出口治明著「哲学と宗教全史」を読みました。
西洋と東洋の宗教と哲学の歴史と、それぞれの簡単な内容が解説されていて、
とてもコンパクトに纏まっていますね。
実は、高校生の時に河出書房刊「世界の大思想」全29巻を買って、
プラトン・アリストテレスから始まる哲学書を読もうとしたのですが、
全く歯が立たず、書物は書架に「積読」状態でした。
それでも、大学時代には、マルクスやレーニンの著作を引っ張り出して読み、
最近はカントやヘーゲルの著作を眺めたりしていましたが、
どれも通読するに至らず仕舞でした。
宗教については、大学院で国際政治を専攻しているときに、
ゼミの指導教官が中東のご専門で、ゼミ生の議論も中東の政治が中心でした。
中東の政治となると、対米関係とイスラム教の理解が不可欠です。
ゼミ生が、イスラム教の基礎知識をベースとするアラブ世界の政治情勢分析について、
積極的に発言するのを無言で聞きながら、
宗教について、いつか勉強しようと思いつつ、時間だけが過ぎていました。
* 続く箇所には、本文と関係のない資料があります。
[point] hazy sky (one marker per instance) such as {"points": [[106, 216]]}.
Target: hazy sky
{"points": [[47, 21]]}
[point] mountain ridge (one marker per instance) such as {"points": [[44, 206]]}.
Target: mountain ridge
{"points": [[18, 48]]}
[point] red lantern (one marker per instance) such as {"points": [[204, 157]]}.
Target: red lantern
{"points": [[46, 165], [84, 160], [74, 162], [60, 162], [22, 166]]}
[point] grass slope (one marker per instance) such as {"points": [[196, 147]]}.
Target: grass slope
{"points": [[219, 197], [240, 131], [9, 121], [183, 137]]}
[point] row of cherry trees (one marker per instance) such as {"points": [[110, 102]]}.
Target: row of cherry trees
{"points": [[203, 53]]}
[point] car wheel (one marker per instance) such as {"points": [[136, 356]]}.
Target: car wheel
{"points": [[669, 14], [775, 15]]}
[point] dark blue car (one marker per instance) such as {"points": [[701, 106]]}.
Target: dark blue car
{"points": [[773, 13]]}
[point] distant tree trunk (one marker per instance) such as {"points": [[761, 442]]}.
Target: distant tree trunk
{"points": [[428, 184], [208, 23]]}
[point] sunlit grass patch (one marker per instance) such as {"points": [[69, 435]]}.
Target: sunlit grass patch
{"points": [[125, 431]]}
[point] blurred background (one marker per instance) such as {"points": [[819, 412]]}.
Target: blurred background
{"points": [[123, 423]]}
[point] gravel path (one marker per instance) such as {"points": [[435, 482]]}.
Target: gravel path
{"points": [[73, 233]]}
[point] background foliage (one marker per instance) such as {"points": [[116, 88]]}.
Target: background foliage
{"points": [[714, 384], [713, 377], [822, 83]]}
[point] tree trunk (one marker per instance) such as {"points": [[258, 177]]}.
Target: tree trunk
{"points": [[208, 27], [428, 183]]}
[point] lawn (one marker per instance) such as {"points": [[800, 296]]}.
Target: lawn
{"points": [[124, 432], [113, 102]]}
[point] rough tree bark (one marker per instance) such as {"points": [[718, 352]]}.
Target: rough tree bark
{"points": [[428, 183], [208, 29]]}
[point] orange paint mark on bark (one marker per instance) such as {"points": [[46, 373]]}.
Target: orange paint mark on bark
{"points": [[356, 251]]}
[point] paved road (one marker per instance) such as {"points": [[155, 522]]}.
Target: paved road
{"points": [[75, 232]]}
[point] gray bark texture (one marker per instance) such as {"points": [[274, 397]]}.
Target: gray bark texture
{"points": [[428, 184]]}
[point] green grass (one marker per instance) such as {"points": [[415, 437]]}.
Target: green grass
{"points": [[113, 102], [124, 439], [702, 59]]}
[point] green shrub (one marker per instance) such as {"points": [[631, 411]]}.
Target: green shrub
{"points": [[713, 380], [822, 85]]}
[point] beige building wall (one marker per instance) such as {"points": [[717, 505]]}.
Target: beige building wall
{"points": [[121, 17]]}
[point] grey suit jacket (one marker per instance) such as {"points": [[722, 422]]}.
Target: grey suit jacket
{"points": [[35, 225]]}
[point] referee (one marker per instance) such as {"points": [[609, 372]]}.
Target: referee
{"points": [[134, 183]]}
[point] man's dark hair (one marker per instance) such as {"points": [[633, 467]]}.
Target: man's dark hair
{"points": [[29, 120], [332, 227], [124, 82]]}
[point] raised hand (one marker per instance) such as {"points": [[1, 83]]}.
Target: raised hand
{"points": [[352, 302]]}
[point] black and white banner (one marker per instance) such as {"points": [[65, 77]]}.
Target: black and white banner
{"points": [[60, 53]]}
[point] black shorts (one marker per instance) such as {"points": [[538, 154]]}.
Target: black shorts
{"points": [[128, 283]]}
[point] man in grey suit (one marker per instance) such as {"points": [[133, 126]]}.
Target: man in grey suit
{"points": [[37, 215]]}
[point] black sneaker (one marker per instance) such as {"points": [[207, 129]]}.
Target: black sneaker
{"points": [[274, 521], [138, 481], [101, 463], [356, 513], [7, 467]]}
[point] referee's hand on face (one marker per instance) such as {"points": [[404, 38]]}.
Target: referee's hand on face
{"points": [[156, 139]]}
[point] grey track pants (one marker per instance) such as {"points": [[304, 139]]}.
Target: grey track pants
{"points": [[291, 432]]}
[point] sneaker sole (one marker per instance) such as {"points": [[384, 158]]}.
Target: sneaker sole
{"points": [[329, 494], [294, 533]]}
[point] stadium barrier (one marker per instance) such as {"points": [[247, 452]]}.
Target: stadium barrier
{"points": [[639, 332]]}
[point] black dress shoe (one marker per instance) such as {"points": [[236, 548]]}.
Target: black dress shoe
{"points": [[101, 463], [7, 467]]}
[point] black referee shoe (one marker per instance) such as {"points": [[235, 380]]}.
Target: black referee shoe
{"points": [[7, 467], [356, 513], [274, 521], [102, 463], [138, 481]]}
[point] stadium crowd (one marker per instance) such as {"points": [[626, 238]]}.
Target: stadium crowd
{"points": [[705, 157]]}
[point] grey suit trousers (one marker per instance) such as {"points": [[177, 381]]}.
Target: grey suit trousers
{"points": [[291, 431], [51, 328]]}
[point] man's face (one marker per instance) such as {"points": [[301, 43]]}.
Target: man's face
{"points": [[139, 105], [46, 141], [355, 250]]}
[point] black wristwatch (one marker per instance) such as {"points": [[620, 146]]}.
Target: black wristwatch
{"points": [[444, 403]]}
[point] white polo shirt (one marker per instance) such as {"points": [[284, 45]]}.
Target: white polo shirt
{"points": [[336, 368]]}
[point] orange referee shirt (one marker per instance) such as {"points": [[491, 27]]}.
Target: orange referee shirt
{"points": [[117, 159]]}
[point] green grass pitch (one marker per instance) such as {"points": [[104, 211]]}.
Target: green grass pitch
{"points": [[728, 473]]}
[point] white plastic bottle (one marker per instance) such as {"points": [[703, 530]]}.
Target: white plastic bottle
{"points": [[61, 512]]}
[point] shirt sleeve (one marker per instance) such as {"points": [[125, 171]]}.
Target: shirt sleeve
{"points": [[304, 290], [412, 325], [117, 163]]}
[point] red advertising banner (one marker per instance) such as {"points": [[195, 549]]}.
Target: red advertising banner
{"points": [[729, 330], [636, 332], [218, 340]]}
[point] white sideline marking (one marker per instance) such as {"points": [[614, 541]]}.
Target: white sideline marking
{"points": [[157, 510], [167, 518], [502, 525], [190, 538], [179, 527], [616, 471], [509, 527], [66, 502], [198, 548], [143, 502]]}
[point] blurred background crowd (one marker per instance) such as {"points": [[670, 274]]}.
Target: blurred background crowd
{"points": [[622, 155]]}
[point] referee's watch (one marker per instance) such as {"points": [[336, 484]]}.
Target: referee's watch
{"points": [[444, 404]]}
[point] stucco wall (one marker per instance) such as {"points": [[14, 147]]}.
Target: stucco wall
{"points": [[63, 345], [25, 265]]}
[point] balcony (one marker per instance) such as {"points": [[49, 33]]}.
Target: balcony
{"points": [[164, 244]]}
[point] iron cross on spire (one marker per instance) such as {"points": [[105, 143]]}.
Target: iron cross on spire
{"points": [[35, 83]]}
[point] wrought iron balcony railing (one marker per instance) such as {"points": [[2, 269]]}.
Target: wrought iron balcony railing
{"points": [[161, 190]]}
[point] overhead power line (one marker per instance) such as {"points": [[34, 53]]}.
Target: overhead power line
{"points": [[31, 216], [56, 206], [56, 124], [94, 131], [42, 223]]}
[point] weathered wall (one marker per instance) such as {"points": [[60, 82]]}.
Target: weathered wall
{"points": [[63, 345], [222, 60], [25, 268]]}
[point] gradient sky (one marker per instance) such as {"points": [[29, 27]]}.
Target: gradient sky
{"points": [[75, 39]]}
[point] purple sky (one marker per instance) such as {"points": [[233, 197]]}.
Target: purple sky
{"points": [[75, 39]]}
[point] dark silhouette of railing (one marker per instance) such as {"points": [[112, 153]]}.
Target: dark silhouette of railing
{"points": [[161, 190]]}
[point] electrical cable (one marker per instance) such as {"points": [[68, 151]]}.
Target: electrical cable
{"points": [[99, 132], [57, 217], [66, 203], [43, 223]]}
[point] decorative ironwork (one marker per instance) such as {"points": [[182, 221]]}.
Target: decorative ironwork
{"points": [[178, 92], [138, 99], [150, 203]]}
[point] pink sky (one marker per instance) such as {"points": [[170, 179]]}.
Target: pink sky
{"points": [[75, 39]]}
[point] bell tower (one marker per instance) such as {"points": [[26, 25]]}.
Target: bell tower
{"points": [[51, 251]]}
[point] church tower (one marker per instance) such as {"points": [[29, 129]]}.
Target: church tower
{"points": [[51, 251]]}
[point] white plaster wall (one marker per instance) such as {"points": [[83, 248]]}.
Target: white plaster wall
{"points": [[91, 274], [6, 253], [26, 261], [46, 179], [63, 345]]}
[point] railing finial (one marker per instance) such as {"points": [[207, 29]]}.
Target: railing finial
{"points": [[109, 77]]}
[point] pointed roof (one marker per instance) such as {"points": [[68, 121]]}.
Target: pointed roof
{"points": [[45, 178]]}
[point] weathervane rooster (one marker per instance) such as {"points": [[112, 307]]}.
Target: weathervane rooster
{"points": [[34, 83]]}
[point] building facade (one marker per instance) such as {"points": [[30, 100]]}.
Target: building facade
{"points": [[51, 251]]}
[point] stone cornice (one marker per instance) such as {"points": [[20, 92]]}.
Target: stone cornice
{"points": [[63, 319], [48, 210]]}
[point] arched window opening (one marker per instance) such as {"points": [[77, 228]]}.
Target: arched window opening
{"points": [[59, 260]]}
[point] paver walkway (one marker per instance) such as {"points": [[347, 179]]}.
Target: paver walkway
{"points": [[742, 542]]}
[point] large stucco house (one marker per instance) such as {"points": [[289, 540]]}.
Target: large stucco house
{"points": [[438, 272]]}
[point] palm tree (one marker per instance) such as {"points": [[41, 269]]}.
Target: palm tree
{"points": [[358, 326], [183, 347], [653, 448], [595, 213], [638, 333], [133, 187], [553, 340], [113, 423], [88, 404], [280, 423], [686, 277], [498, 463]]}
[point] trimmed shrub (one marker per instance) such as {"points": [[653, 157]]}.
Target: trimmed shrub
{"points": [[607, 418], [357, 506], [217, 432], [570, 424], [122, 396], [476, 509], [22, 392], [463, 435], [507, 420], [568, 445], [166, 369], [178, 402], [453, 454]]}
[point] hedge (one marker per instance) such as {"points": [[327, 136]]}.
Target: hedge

(苦笑)
出口さんは、哲学と宗教の全史をコンパクトにまとめることを優先されたので、
個別の哲学や宗教については、深く言及されていませんが、初学者にとっては
初めに全体像をつかむことができて、大変有益な書物です。
私も、出口さんの本を手元に置いて、老後の楽しみに取っておいた(?)、
ゆっくりと哲学書を読む生活を送ろうかなと思い始めています。
(あまり自信はありませんが 笑)
出口さんは、この本の初めに、人間が抱いた2つの疑問を列記されています。
「世界はどうしてできたのか、また世界は何でできているのか?」
「人間はどこからきて、どこへ行くのか、何のために生きているのか?」
この疑問に対して、最初に回答していたのが宗教、次が哲学、最後が自然科学です。
最近の自然科学の進歩から考えると、上記の2つの疑問は、自然科学がすべてを
解決してくれて、もはや宗教や哲学の出番は無さそうにも思えます。
出口さんは、現代までの自然科学の研究成果と、今後の発展を肯定しながらも、
宇宙や人間の脳の働き等について、わかっていないことが、まだまだ沢山あることから、
宗教や哲学が人の世に生き残っていくのではないかと言われています。
この本を読んだ後、上記のような感想を、巻末のメールアドレスに送ったところ、
立命館太平洋大学事務局から下記内容の返信がありました。
出口学長は、昨年1月から病気療養中だったが、今年1月から校務に一部復帰。
しかし主要な会議に、東京からオンラインで出席する程度で、スムーズな発言や
長時間の執務は困難な状況。
したがって、メールへの返信は控えさせていただく。
(原文はもっと丁寧です)
病気療養に努めていただき、一日も早いご回復をお祈りいたします。